自分が生きるために。
たかじんのそこまで言って委員会(2006年06月25日放送より)
光市母子殺害事件被告への死刑求刑について、賛成派の死刑を求刑しない場合被害者感情をどうするのか、死刑を認めないなら仇討ちを認めろという問いに対し、反対派の仇討ちを認めると復讐の連鎖になってしまうという文脈の中で。
宮崎哲弥「復讐の連鎖っていうけど、被害者の遺族って言うのは、復讐心じゃないんです。私は本村さん(光市母子殺害事件被害者)からその話は聞きましたけど、何で君をここまで駆り立てているんだと。これはね、自分が有罪だという意識なんだと。つまり、何で妻や子供をあの場所にいて守れなかったんだろうと。」
田嶋陽子「じゃあ何で自分の有罪意識だとして、相手を殺していいの?」
宮崎哲弥「それは購わなきゃいけないんだよ。そうしなければね、本村洋自身が生きていけないんだよ。」
テキストに起こすと伝わらないので、一度動画を見てもらいたいのですが。
人間には、人権という人間自身が己の思考の中で作り上げた権利があると仮定する。仮にそれを手っ取り早く世界人権宣言から持ってくると「何人も、拷問又は残虐な、非人道的な若しくは屈辱的な取扱若しくは刑罰を受けることはない。」という事になる。
確かにその通りだと思う。人には人の命を殺める権利などないと思う。
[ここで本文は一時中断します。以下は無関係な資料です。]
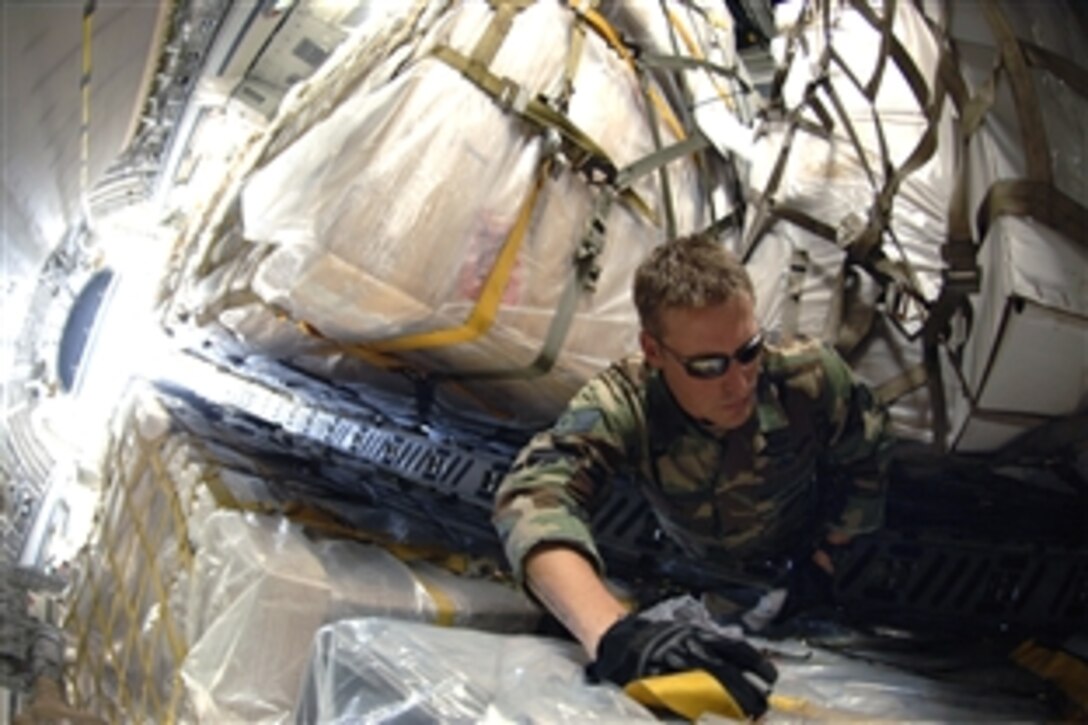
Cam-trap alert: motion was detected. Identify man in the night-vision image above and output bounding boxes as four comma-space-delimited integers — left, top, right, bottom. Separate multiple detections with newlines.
494, 235, 888, 716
そうだとするならば、汲み取るべき事情がある承諾殺人(人の承諾を得てその人を殺害する=介護疲れによる息子による親の殺害)など一部を除いて、人が人の命を殺めた場合、その人はその時点で人権を行使する権利がないのではないか。
ものを盗んだ場合、そのものか相当するお金でもって償う。そして、抑止の意味も含めて金銭以外の懲役などの罰をもって購わせる。はたして、自分たちが声高らかに主張するもっとも高貴な価値観である人権を侵害された場合、何をもってすれば償いになるのだろうか。それは、その人自身の人権ではないのだろうか。(もちろん、原因の究明は必ず必要という前提で。)
祖父は、天寿を全うしたわけではありませんでした。その時の、怒りでも、恨みでも、悲しみでもない、あえて表現するならば空しさとでもいうべきもの。(なるほど、だからこそ仏教では空という表現を使うのかもしれませんね。)それは、相手方への怒りではない。向こうもしたくてしたのではないだろうし、向こうにも家族や生活があるのだろうし、多少なりとも今まで通りの生活とは行かないのだろうし。本当に、空としか表現できない感情。それが殺人であった場合は、計り知れない。ましてや、若い命であればあるほど。
だからこそ、「そうしなければね、本村洋自身が生きていけないんだよ。」という言葉が僕を揺さぶる。